O mês de Agosto é o mês festeiro, o Senhor Gonçalves seria um irmão mais velho no que concerne ao circuito das festas, fugia das encrencas e zaragatas como o Diabo foge (fugia das aglomerações de garotos segundo afirmava o Sr. Padre Aurélio pároco da freguesia de Vilar de Ossos) da Cruz, porque além da sua índole ser pacífica sabia quais eram os efeitos etílicos das bebidas fortes reduzidas ao vinho e à cerveja (esta muito menos), as restantes cingiam-se a pirolitos com berlinde e laranjadas.

A canção de António Mafra gozava de grande sucesso. Estávamos no dealbar da década de sessenta do século passado.

Sem saudosismo espúrio peço aos leitores (envolvendo os da minha idade) para ajuizarem sobre a transformação das festanças nos dias de hoje. Agora predominam as tais bandas a empregarem o inglês como língua primacial, os músicos e acompanhantes em palco em vez de roupa exibem tatuagens, correntes e botifarras. Desapareceram os vocalistas, as melodias (?) são gritadas, abundam os estilos copiados do universo anglo-saxão, proliferam os charros, os tiros (shots), os braços ao alto, o abanar das cabeças até à exaustão, os avultados capitais nesta influente indústria do entretinimento que a par do futebol considero enquadrar-se no conceito marxista de ópio do povo.

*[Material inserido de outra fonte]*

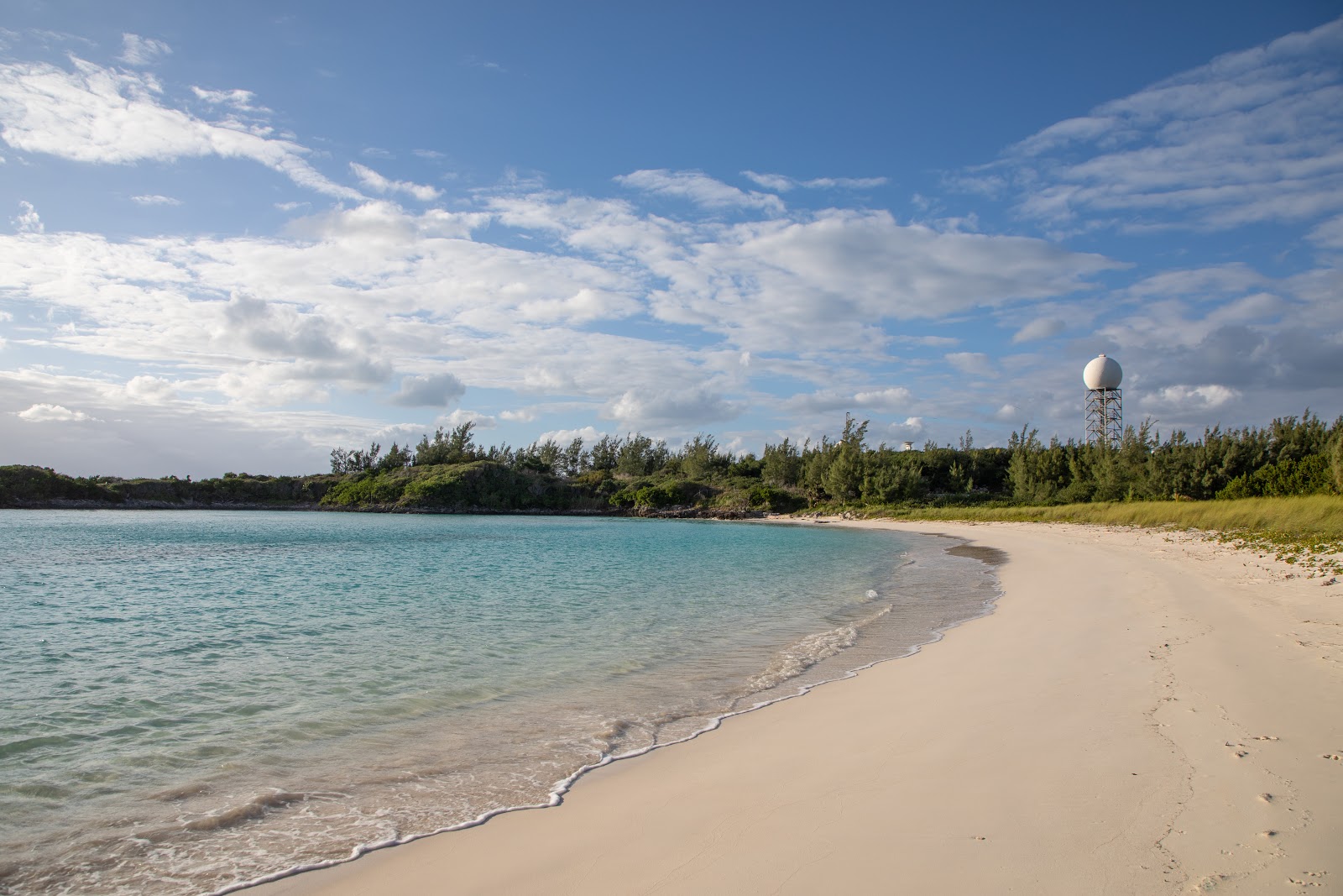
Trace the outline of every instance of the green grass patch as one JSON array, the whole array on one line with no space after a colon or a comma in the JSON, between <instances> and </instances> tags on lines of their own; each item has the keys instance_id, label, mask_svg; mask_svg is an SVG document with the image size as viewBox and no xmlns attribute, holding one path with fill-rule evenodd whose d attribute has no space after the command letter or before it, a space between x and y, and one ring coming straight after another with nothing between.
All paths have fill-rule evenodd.
<instances>
[{"instance_id":1,"label":"green grass patch","mask_svg":"<svg viewBox=\"0 0 1343 896\"><path fill-rule=\"evenodd\" d=\"M834 508L831 508L833 510ZM967 523L1080 523L1197 529L1218 543L1297 566L1305 575L1343 575L1343 497L1232 501L1105 501L1054 506L842 508L857 516Z\"/></svg>"}]
</instances>

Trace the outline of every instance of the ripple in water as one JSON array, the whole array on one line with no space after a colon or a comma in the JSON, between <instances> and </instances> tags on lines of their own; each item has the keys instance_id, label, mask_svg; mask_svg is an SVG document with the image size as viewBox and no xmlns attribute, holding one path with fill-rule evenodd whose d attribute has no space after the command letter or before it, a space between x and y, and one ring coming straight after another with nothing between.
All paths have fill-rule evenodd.
<instances>
[{"instance_id":1,"label":"ripple in water","mask_svg":"<svg viewBox=\"0 0 1343 896\"><path fill-rule=\"evenodd\" d=\"M945 541L0 510L0 892L199 893L541 805L980 615Z\"/></svg>"}]
</instances>

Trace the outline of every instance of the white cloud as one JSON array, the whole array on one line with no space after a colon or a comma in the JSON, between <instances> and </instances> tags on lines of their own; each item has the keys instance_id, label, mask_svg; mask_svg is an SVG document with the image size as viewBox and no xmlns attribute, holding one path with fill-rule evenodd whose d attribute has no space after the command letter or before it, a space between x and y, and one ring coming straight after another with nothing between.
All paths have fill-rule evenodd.
<instances>
[{"instance_id":1,"label":"white cloud","mask_svg":"<svg viewBox=\"0 0 1343 896\"><path fill-rule=\"evenodd\" d=\"M161 404L177 398L177 387L161 376L141 373L126 382L126 395L148 404Z\"/></svg>"},{"instance_id":2,"label":"white cloud","mask_svg":"<svg viewBox=\"0 0 1343 896\"><path fill-rule=\"evenodd\" d=\"M191 91L196 94L197 99L211 106L230 106L239 111L270 111L255 105L257 94L251 90L205 90L204 87L192 87Z\"/></svg>"},{"instance_id":3,"label":"white cloud","mask_svg":"<svg viewBox=\"0 0 1343 896\"><path fill-rule=\"evenodd\" d=\"M907 416L902 423L892 423L886 427L892 438L901 442L913 442L927 431L921 416ZM919 446L916 446L919 447Z\"/></svg>"},{"instance_id":4,"label":"white cloud","mask_svg":"<svg viewBox=\"0 0 1343 896\"><path fill-rule=\"evenodd\" d=\"M171 52L172 47L163 40L141 38L136 34L124 34L121 35L121 55L118 59L128 66L152 66L161 56L167 56Z\"/></svg>"},{"instance_id":5,"label":"white cloud","mask_svg":"<svg viewBox=\"0 0 1343 896\"><path fill-rule=\"evenodd\" d=\"M669 255L650 261L669 281L650 294L654 316L748 351L876 351L884 320L1062 296L1120 267L1045 240L943 234L889 212L841 210L725 227Z\"/></svg>"},{"instance_id":6,"label":"white cloud","mask_svg":"<svg viewBox=\"0 0 1343 896\"><path fill-rule=\"evenodd\" d=\"M1146 407L1166 408L1178 412L1218 408L1241 396L1238 390L1218 386L1167 386L1146 402Z\"/></svg>"},{"instance_id":7,"label":"white cloud","mask_svg":"<svg viewBox=\"0 0 1343 896\"><path fill-rule=\"evenodd\" d=\"M548 430L536 437L537 442L555 442L568 447L569 442L573 439L583 439L584 445L592 445L598 442L606 433L599 431L596 427L584 426L576 430Z\"/></svg>"},{"instance_id":8,"label":"white cloud","mask_svg":"<svg viewBox=\"0 0 1343 896\"><path fill-rule=\"evenodd\" d=\"M337 199L363 199L318 173L308 149L238 121L211 122L164 105L152 75L71 58L0 64L0 138L23 152L74 161L130 164L200 156L250 159L295 184Z\"/></svg>"},{"instance_id":9,"label":"white cloud","mask_svg":"<svg viewBox=\"0 0 1343 896\"><path fill-rule=\"evenodd\" d=\"M71 411L60 404L34 404L27 411L17 411L16 416L30 423L82 423L95 419L83 411Z\"/></svg>"},{"instance_id":10,"label":"white cloud","mask_svg":"<svg viewBox=\"0 0 1343 896\"><path fill-rule=\"evenodd\" d=\"M778 196L745 192L698 171L666 168L635 171L620 175L615 183L657 196L688 199L702 208L763 208L776 214L783 211L783 201Z\"/></svg>"},{"instance_id":11,"label":"white cloud","mask_svg":"<svg viewBox=\"0 0 1343 896\"><path fill-rule=\"evenodd\" d=\"M388 180L372 168L365 168L364 165L353 161L349 164L349 169L355 172L356 177L359 177L359 183L364 184L364 187L376 193L406 193L407 196L412 196L422 203L434 201L443 195L441 189L435 189L426 184L412 184L408 180Z\"/></svg>"},{"instance_id":12,"label":"white cloud","mask_svg":"<svg viewBox=\"0 0 1343 896\"><path fill-rule=\"evenodd\" d=\"M392 395L392 404L403 407L447 407L466 394L466 386L451 373L407 376Z\"/></svg>"},{"instance_id":13,"label":"white cloud","mask_svg":"<svg viewBox=\"0 0 1343 896\"><path fill-rule=\"evenodd\" d=\"M784 407L808 415L829 414L833 411L877 411L893 414L909 407L913 395L902 386L892 386L880 390L821 390L803 395L794 395L784 400Z\"/></svg>"},{"instance_id":14,"label":"white cloud","mask_svg":"<svg viewBox=\"0 0 1343 896\"><path fill-rule=\"evenodd\" d=\"M807 189L872 189L885 187L889 177L813 177L811 180L796 180L784 175L761 175L755 171L743 171L741 176L766 189L775 192L788 192L796 187Z\"/></svg>"},{"instance_id":15,"label":"white cloud","mask_svg":"<svg viewBox=\"0 0 1343 896\"><path fill-rule=\"evenodd\" d=\"M633 388L610 402L602 416L618 429L642 430L729 420L745 410L705 387L686 390Z\"/></svg>"},{"instance_id":16,"label":"white cloud","mask_svg":"<svg viewBox=\"0 0 1343 896\"><path fill-rule=\"evenodd\" d=\"M945 360L970 376L994 376L997 373L992 360L983 352L952 352L945 356Z\"/></svg>"},{"instance_id":17,"label":"white cloud","mask_svg":"<svg viewBox=\"0 0 1343 896\"><path fill-rule=\"evenodd\" d=\"M1013 146L1054 226L1222 230L1343 208L1343 19L1226 54ZM1001 176L1001 175L999 175Z\"/></svg>"},{"instance_id":18,"label":"white cloud","mask_svg":"<svg viewBox=\"0 0 1343 896\"><path fill-rule=\"evenodd\" d=\"M19 216L11 218L9 223L20 234L40 234L47 230L38 215L38 210L32 207L32 203L26 200L19 200Z\"/></svg>"},{"instance_id":19,"label":"white cloud","mask_svg":"<svg viewBox=\"0 0 1343 896\"><path fill-rule=\"evenodd\" d=\"M1066 326L1068 324L1057 317L1038 317L1013 333L1011 341L1033 343L1035 340L1049 339L1062 333Z\"/></svg>"},{"instance_id":20,"label":"white cloud","mask_svg":"<svg viewBox=\"0 0 1343 896\"><path fill-rule=\"evenodd\" d=\"M148 193L144 196L132 196L130 201L140 206L180 206L180 199L173 199L172 196L160 196L157 193Z\"/></svg>"},{"instance_id":21,"label":"white cloud","mask_svg":"<svg viewBox=\"0 0 1343 896\"><path fill-rule=\"evenodd\" d=\"M478 430L493 430L498 427L498 420L496 420L489 414L481 414L479 411L466 411L458 408L451 414L445 414L443 416L434 420L435 426L442 426L445 429L453 429L461 426L462 423L474 423Z\"/></svg>"}]
</instances>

A brejeirice de Mafra (atente-se no carrapito da Dona Aurora de outra canção e as letras dos Mata-Ratos) não passa de eufemismo na comparação das (in)delicadezas do presente, obviamente, a soturnidade fossilizada do regime ditatorial manietava jovens e a generalidade dos lusitanos, a violência latente e quantas vezes expressa em mortes e feridos graves assusta-me.

O contraste faço-o de maneira simplista: o chapéu de feltro do Sr. Gonçalves e os bonés de pala comprida usados a esmo nas aldeias e nas cidades e, para não ser acusado pelas zelotas da igualdade de género, entre as socas abertas da Aninhas de Castrelos e as sapatilhas pisca-pisca da Joana de Porto Côvo.

A Sociedade do Espectáculo (Debord) ainda não atingiu o ponto focal na nossa sociedade mimética, Pacheco Pereira tem recebido incessantes ataques por ousar colocar o dedo na buba do sectarismo das identidades, ao que parece, nas convivialidades festivas as particularidades não têm dado azo a conflitos notórios. Ainda bem!